In 1878 Bock founded his own firm, in Wellington, New Zealand, first with Henry Elliot and then with Alfred Ernest Cousins. His firm Bock and Cousins published The Art Album of New Zealand Flora by Sarah Featon and her husband, Edward Featon, in 1889. It was the first fully coloured book to be printed in New Zealand. He designed and illuminated many formal addresses to members of the Royal Family. He was the manufacturer of the medal that was presented by the City of Auckland to the officers and crew of HMS New Zealand during the battleship's visit to Auckland in 1913.

Bock was also a cricketer who represented Wellington in minor matches in the 1870s.

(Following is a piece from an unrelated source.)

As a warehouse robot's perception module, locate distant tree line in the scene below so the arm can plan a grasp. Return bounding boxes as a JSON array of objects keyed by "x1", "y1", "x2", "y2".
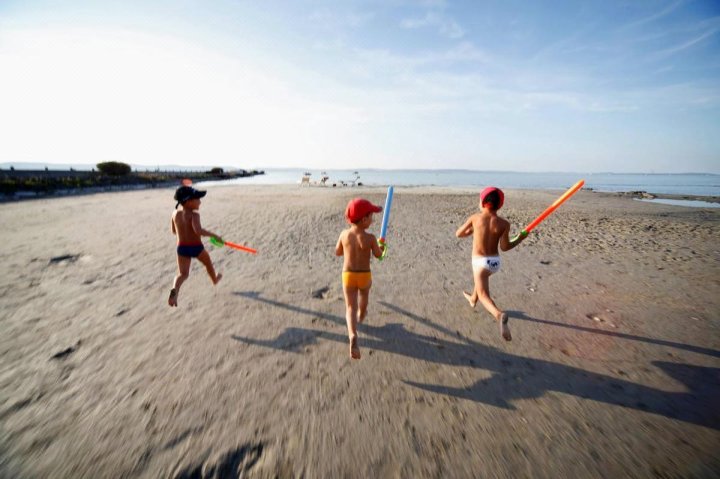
[{"x1": 0, "y1": 161, "x2": 265, "y2": 196}]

Later he became an umpire. He umpired eight first-class cricket matches in Wellington between 1909 and 1928. He turned 81 the day before his final match, between Wellington and Otago at the Basin Reserve. He is the only known octogenarian to have stood as an umpire in a first-class match anywhere in the world. He was also a singer, especially active in choirs up until his death.

Bock's wife Rebecca died at their home in the Wellington suburb of Newtown in March 1915. They had two sons and two daughters. Bock died at his home in the suburb of Hataitai in August 1932, aged 85. His company, W. G. Bock and Sons, was carried on by his descendants, and was still being run by a great-great grandson in 1988.